🤖 AI Summary
This work investigates the geometric structure of latent spaces in generative diffusion models under the manifold hypothesis. To address the fundamental question—“Why do diffusion models avoid manifold overfitting?”—we analyze the eigenvalue and singular value spectra, along with the spectral gap, of the score function’s Jacobian matrix to characterize the existence and intrinsic dimensionality of underlying submanifolds. We discover, for the first time, a three-stage geometric phase transition during generation: a trivial phase (early-time), a manifold-covering phase (mid-time), and a condensation phase (late-time), revealing a functional division of labor.
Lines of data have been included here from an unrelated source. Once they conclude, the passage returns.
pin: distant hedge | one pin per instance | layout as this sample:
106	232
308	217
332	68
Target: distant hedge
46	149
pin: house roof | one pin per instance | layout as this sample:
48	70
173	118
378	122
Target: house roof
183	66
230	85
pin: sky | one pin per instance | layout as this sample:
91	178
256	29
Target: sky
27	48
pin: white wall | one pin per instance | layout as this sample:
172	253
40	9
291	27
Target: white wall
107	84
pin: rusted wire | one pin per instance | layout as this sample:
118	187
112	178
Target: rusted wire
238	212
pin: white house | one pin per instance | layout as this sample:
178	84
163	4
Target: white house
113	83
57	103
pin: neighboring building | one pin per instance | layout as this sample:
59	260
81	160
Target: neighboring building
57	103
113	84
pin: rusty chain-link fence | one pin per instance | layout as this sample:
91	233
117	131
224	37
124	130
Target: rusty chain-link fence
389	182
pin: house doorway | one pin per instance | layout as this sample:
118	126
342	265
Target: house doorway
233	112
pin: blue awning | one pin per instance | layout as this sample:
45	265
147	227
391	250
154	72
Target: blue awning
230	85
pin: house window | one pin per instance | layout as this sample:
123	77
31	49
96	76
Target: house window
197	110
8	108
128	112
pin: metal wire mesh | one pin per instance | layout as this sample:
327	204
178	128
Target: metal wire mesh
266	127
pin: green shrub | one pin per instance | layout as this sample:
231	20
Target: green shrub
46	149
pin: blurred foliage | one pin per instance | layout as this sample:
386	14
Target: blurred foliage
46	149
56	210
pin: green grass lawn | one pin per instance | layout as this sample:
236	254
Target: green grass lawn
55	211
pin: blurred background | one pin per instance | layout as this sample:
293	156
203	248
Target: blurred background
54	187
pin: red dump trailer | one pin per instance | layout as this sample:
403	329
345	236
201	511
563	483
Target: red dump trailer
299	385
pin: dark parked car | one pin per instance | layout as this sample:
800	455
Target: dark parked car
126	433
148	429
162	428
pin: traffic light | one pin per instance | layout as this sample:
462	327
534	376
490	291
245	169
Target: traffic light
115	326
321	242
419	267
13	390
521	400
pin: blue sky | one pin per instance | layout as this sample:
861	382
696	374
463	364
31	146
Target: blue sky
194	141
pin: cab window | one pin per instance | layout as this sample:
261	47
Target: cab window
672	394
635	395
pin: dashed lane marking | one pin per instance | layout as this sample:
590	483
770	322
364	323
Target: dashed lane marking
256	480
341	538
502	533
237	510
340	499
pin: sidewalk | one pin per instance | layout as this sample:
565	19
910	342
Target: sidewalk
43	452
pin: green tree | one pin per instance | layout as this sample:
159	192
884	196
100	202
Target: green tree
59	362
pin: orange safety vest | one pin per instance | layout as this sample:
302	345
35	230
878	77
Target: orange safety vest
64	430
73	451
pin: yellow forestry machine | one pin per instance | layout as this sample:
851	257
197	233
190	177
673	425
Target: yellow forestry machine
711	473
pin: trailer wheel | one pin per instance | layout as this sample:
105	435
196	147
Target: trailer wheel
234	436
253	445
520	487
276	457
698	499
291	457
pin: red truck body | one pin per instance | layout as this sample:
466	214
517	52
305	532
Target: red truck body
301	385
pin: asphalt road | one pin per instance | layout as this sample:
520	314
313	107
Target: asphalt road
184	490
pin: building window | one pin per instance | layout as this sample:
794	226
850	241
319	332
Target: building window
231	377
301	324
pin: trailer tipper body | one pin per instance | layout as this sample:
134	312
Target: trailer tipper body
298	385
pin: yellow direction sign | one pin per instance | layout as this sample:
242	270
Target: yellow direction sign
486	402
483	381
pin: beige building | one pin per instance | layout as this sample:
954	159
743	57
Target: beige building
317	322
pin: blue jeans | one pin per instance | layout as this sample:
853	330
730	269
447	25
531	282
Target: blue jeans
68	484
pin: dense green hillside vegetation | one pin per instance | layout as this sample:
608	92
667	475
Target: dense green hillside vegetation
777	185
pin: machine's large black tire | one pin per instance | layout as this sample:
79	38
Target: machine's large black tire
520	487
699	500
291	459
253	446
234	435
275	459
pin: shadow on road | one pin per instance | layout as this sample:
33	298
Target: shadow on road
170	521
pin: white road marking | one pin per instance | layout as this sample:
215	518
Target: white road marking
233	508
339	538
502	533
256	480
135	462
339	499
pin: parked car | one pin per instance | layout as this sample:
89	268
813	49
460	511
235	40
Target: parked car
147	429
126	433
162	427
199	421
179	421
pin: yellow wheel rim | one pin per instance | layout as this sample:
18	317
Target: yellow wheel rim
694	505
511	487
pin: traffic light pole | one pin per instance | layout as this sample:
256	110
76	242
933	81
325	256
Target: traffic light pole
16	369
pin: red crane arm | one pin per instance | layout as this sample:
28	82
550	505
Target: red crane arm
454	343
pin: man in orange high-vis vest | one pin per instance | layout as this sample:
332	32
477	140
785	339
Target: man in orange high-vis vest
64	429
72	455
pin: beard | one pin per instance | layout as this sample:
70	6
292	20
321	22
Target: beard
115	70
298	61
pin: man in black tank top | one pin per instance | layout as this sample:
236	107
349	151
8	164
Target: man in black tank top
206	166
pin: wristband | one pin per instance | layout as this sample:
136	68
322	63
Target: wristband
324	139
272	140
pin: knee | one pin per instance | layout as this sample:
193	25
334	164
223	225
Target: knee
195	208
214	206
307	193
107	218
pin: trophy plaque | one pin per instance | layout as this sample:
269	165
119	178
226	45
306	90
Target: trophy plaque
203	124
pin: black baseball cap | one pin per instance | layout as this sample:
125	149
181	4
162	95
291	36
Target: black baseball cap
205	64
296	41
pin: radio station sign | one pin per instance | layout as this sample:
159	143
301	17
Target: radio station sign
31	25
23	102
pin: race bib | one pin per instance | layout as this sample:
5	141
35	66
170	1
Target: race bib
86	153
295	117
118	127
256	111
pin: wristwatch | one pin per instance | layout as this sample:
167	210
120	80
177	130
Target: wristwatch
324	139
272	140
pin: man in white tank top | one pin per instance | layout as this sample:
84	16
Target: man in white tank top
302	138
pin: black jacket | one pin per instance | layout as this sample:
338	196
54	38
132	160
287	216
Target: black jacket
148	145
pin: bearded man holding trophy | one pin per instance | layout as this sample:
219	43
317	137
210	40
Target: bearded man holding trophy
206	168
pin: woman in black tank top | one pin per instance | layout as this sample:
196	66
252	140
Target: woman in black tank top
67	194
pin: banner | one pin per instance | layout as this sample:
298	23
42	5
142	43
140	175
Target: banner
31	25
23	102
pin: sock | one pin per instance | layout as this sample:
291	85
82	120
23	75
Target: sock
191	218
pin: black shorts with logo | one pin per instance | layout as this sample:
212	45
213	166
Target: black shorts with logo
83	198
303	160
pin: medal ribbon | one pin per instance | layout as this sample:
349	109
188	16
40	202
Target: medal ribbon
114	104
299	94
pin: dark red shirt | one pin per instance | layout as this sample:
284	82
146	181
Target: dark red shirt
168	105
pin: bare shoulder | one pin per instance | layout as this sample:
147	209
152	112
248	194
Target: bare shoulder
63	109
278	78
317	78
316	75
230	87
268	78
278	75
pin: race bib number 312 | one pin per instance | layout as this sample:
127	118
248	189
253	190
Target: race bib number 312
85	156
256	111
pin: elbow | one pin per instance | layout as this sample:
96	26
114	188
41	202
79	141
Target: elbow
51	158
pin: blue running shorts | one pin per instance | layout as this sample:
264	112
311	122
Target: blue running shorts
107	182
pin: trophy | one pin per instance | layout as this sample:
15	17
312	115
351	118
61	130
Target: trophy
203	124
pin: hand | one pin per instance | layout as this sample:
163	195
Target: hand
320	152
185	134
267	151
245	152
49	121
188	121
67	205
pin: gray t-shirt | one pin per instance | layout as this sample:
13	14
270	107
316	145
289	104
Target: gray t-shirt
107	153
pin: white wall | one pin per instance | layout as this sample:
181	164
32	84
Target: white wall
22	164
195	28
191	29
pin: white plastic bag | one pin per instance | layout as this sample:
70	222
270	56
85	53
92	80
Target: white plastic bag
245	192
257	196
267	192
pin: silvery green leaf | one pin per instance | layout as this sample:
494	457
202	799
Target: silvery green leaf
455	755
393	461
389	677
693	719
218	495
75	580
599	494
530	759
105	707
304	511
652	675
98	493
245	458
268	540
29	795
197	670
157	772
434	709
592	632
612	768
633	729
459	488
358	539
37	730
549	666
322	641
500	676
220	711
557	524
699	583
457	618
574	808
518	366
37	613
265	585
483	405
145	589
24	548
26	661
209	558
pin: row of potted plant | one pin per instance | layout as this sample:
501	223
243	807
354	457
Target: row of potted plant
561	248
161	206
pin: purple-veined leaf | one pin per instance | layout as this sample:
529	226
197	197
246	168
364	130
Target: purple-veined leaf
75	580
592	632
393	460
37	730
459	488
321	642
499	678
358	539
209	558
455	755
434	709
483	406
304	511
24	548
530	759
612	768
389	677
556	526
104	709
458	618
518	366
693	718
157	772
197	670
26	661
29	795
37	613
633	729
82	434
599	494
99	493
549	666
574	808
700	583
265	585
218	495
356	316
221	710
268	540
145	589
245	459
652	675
Leveraging tools from differential geometry, random matrix theory, and statistical physics, we derive analytical formulas for the spectral distribution and spectral gap, empirically validating them across multiple diffusion models. Theory and experiment exhibit strong agreement, precisely characterizing the time-scale-dependent decoupling between distribution learning and manifold-geometric alignment.
📝 Abstract
In this paper, we investigate the latent geometry of generative diffusion models under the manifold hypothesis. For this purpose, we analyze the spectrum of eigenvalues (and singular values) of the Jacobian of the score function, whose discontinuities (gaps) reveal the presence and dimensionality of distinct sub-manifolds. Using a statistical physics approach, we derive the spectral distributions and formulas for the spectral gaps under several distributional assumptions, and we compare these theoretical predictions with the spectra estimated from trained networks. Our analysis reveals the existence of three distinct qualitative phases during the generative process: a trivial phase; a manifold coverage phase where the diffusion process fits the distribution internal to the manifold; a consolidation phase where the score becomes orthogonal to the manifold and all particles are projected on the support of the data. This `division of labor' between different timescales provides an elegant explanation of why generative diffusion models are not affected by the manifold overfitting phenomenon that plagues likelihood-based models, since the internal distribution and the manifold geometry are produced at different time points during generation.